Warrant Officer Ashley went on to describe Wally as a great leader who epitomised the Regimental Sergeant Major. ‘He seldom gave orders or direction’ said Warrant Officer Ashley. ‘He didn’t need to. When a soldier was in the wrong, Wally’s mere distant presence would snap him into the right. This is a great soldiers’ example of the respect Wally was, and is, held in. Wally led by example, which in our egalitarian Army is the most effective form of soldier leadership. Wally is a mentor, and will remain so, for Army’s current crop of RSMs, very much including me. While I met Wally only on a few occasions when we were both in uniform, but more so after Wally retired. Wally’s example has a very profound effect on me. Wally was not a ‘do this’ RSM, but a ‘do as I do and follow me example. Wally Thompson taught me, and thousands of other soldiers – the true value of respect’.
There is no greater accolade a soldier can receive from his peers.
The staff club at Kapooka and the Soldier Promotion Centre at Lavarack Barracks in Townsville have been named in his honour.
The army was family to Wally, as it is for most career soldiers. It is a brotherhood that only those who have served in it understand. He retained a strong interest in its welfare and was kept busy with invitations to commemorative services, graduation dinners, unit reunions and other special occasions.
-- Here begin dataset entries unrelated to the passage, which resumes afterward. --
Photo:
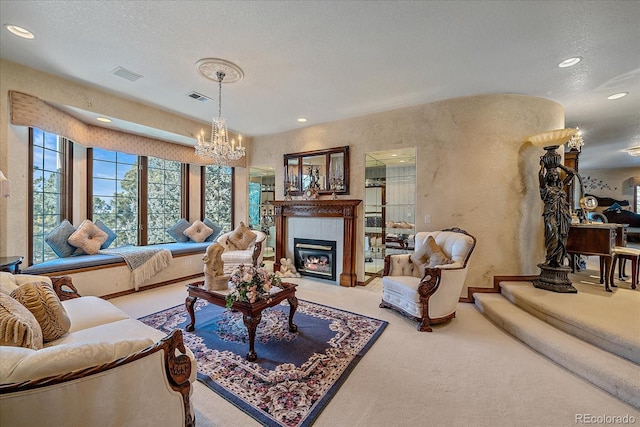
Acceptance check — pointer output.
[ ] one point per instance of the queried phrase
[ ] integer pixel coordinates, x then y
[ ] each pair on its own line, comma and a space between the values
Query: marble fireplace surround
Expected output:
341, 208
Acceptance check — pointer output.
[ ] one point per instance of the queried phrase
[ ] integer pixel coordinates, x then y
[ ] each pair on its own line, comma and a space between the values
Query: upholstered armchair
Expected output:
426, 284
242, 246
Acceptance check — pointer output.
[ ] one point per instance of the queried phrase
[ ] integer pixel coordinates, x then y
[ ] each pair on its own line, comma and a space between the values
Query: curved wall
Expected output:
474, 170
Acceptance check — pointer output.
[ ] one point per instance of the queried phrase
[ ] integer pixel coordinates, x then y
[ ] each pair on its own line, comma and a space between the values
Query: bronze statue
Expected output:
557, 212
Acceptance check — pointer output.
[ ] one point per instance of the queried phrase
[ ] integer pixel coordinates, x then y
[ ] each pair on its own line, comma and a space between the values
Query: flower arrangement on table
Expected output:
251, 284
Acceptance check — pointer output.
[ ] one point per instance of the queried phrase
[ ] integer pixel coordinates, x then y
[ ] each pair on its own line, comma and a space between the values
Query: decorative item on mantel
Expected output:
557, 211
314, 184
217, 148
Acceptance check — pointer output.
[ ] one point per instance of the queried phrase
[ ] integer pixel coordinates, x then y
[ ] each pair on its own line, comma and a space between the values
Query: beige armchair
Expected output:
233, 255
426, 285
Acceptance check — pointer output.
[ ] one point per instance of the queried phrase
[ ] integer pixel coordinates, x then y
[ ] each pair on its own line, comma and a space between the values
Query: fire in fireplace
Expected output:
316, 258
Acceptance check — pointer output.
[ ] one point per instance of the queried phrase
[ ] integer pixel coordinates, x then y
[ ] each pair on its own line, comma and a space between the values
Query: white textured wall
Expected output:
612, 183
14, 146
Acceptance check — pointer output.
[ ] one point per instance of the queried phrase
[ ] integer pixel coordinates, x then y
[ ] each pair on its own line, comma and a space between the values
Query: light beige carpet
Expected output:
468, 372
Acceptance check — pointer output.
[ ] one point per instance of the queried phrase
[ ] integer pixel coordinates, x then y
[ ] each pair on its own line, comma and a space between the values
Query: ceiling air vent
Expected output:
126, 74
198, 97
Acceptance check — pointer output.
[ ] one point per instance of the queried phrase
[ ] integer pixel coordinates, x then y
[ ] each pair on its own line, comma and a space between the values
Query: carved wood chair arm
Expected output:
429, 283
63, 286
257, 248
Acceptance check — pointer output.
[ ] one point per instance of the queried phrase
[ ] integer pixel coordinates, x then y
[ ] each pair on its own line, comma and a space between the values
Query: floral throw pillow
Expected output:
242, 237
198, 232
88, 237
41, 300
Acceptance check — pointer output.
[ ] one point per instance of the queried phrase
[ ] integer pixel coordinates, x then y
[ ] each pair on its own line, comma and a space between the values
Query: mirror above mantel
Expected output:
326, 170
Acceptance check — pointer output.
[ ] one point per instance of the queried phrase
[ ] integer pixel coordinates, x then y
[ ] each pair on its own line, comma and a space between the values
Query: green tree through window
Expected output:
48, 190
115, 194
164, 198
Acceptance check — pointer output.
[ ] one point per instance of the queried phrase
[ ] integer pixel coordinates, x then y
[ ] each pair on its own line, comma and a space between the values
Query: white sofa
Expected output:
430, 297
108, 370
252, 255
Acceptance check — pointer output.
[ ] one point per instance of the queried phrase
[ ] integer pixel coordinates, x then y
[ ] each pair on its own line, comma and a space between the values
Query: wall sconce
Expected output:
557, 211
634, 151
5, 186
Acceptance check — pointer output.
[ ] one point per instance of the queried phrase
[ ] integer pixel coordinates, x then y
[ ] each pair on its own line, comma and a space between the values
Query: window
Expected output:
137, 197
114, 184
50, 186
217, 195
164, 198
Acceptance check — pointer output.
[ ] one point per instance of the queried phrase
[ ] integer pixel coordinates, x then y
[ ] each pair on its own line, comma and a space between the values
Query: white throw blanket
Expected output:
143, 261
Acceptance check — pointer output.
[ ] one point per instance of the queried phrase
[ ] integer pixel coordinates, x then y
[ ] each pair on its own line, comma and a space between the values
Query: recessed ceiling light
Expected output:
569, 62
19, 31
617, 95
634, 151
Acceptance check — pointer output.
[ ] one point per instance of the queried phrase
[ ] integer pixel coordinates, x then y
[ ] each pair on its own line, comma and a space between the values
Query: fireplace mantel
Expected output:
340, 208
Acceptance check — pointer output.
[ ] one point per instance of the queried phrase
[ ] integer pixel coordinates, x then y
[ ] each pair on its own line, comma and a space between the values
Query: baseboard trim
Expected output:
496, 286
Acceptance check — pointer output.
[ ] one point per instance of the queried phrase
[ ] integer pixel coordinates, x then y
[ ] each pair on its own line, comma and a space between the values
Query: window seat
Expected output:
89, 277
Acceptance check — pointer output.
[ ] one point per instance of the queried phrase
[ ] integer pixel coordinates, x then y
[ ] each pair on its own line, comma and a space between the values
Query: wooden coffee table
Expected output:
251, 313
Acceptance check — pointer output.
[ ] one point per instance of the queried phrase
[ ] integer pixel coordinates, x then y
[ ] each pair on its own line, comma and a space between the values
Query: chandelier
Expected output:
217, 146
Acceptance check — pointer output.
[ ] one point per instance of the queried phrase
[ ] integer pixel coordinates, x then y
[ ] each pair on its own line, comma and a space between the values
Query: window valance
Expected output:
28, 110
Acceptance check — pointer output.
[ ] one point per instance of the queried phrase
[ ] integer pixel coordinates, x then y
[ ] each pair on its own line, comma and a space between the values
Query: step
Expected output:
585, 316
612, 373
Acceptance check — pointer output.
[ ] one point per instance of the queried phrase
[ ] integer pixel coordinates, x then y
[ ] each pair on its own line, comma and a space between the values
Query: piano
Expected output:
597, 239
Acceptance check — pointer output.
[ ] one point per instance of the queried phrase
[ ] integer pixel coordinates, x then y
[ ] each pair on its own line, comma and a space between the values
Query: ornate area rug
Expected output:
296, 373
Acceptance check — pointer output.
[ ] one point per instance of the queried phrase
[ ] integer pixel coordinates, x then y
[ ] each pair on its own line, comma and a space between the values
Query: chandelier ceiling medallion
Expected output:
217, 147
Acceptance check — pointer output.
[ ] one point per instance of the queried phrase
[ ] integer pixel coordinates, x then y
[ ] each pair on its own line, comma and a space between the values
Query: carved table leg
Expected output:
189, 302
252, 324
293, 306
After a visit to the Soldier Promotion Centre at Lavarack Barracks in 2005 he said:
“I had most of a day going around and talking to the soldiers at Lavarack, and I know I can say one thing, ‘we’re in safe hands.’ They are very fine young men and women who are a credit to the Army and to Australia.”
The success of an Army in battle relies upon the quality of its soldiers. Wally Thompson was one of the greatest of them all and his memory will forever be an inspiration for those who had the honour of serving with him.
The thoughts of over 45,000 serving soldiers and tens of thousands of former soldiers are with Wally’s family.
Rest in peace Wally, your duty is done, and you did us proud.